= Christian Calon =

French-born Canadian composer

Christian Calon (born 5 September 1950) is a French-born Canadian composer who is active in electroacoustic music. He has worked extensively in large computer-based studios in Canada and Europe and has received commissions from the Canada Council, the Groupe de Musique Expérimentale de Marseille, and the Ministère des Affaires culturelles du Québec. His work is written in an expressionist and narrative style and his pieces are characterized by acousmatic diffusion.

==Life==
Born in Marseille, he immigrated to Canada in 1966 and settled in Montréal. Calon is a largely self-taught musician who became interested in electroacoustic music through his friend and mentor, Francis Dhomont. He received his only formal training at McGill University where he pursued graduate studies in computer music for one year.

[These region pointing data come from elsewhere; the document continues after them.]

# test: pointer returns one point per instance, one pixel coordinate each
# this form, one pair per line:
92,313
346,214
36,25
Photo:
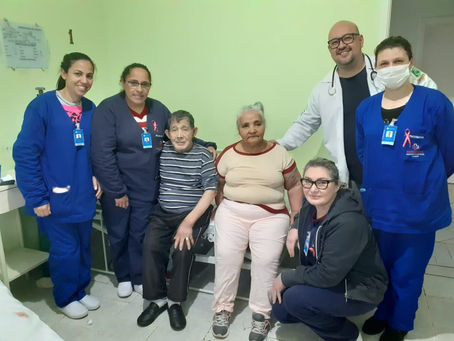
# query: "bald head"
342,26
345,46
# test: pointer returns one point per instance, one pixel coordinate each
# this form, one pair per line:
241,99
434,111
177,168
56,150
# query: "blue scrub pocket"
60,203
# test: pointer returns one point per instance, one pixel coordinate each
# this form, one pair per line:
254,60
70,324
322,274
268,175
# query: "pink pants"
238,226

Calon began his composing career in Montréal. In 1986 he co-founded the Canadian Electroacoustic Community with some 100 other musicians, serving as the organization's vice-president in 1989–90. In 1985 his work Portrait d'un Visiteur won first prize at the 1985 Luigi Russolo International Competition. He moved to Europe in 1990, and in 1991 was appointed music director of the studios of the Groupe de Musique Expérimentale de Marseille. In 1995–96, with the support of the DAAD (Germany), he was one of the foreign artists in residence in Berlin. He is currently based in Montreal.

==List of works==
- Aiguiser l'ouïe (2001)
- Atlas (2005–08)
- Constellations (1992–94)
- Les corps éblouis (1994)
- La disparition (1988)
- Documents de surface (2002), radio roadmovie in collaboration with Chantal Dumas
- Dunkelblau (2008), film opera in collaboration with Uli Aumüller
- En vol (1994)
- Infamie: Fragmente einer Kartographie (2005)
- [improvisation] (2005)
- Lettre à M. (1995), radio work
- men women train (1995)
- Minuit (1989)
- Le petit homme dans l'oreille (2000), radio roadmovie in collaboration with Chantal Dumas
- Portrait d'un visiteur (1985)
- Prochaine station (1990), in collaboration with Claude Schryer
- Le projet Ulysse (1997–2000),
- Sémaphore-Nord (1997)
- Souffles primitifs (2001), bass flute, and tape
- The Standing Man (1994–96), installation-performance for three-dimensional sound spaces (projected from 24 channels), on a poem by François Villon
- The Ulysses project (1997–1998), radio work, for DeutschlandRadio Berlin
- Temps incertains (1990)
- Time Well (2000)
- Vers les oiseaux (2002)
- Die Windrose (2008)
- Die Zimmer der Erinnerung [Les chambres de la mémoire] (1997), a fictional essay for radio after Marcel Proust (DeutschlandRadio Berlin)
- z | s (un essai sur le Temps) (1999–2002), (DeutschlandRadio Berlin)

==Awards==
- 2006 – Prix Opus, Quebec
- 2004 – Represents Canada at the World New Music Days (Switzerland)
- 2003 – Distinction at the International CIMESP competition (Brazil)
- 2003 – Selection of the Confluencias International Competition (Spain)
- 2001 – Grand Prix Phonurgia Nova (France)
- 1999 – Grand Prix Marulic of the UER/EBU
- 1997 – Mention at the Prix Ars Electronica (Austria)
- 1996 – Lynch-Staunton Prize (Canada)
- 1995 – Mention at the Prix Ars Electronica (Austria)
- 1995 – Residency at the DAAD (Germany)
- 1994 – 2nd Prize at the Concours International de Bourges (France)
- 1991 – 2nd Prize at the NEWCOMP International Computer Music Competition (USA)
- 1989 – 1st Prize at the Concours International de Bourges (France)
- 1989 – Chosen to represent Canada at the World Music Days
- 1988 – 2nd Prize at the NEWCOMP International Computer Music Competition (USA)
- 1985 – 1st Prize at the Concours International Luigi Russolo (Italia)

==Recordings==
- Radio Roadmovies with Chantal Dumas (326 music, 326 006/007, 2003)
- Les corps éblouis (empreintes DIGITALes, IMED 9838, 1998), nominated for the album of the year at the 1998 "Opus Awards" (Canada)
- Ligne de vie: récits électriques (empreintes DIGITALes, IMED 9001, 1990), selected for the 1990 Grammy Awards.
His works also appear on these compilations:
- Électro clips (empreintes DIGITALes, IMED 9004, IMED 9604),
- Anthology of Canadian Music: Electroacoustic music (Radio Canada International, AMC 37),
- DISContact! II (CEC, 95CD1-2),
- Cultures électroniques 4 (Le chant du monde, LDC 278049/50), and
- Cultures électroniques 8 (Mnémosyne musique média, LDC 278058/59).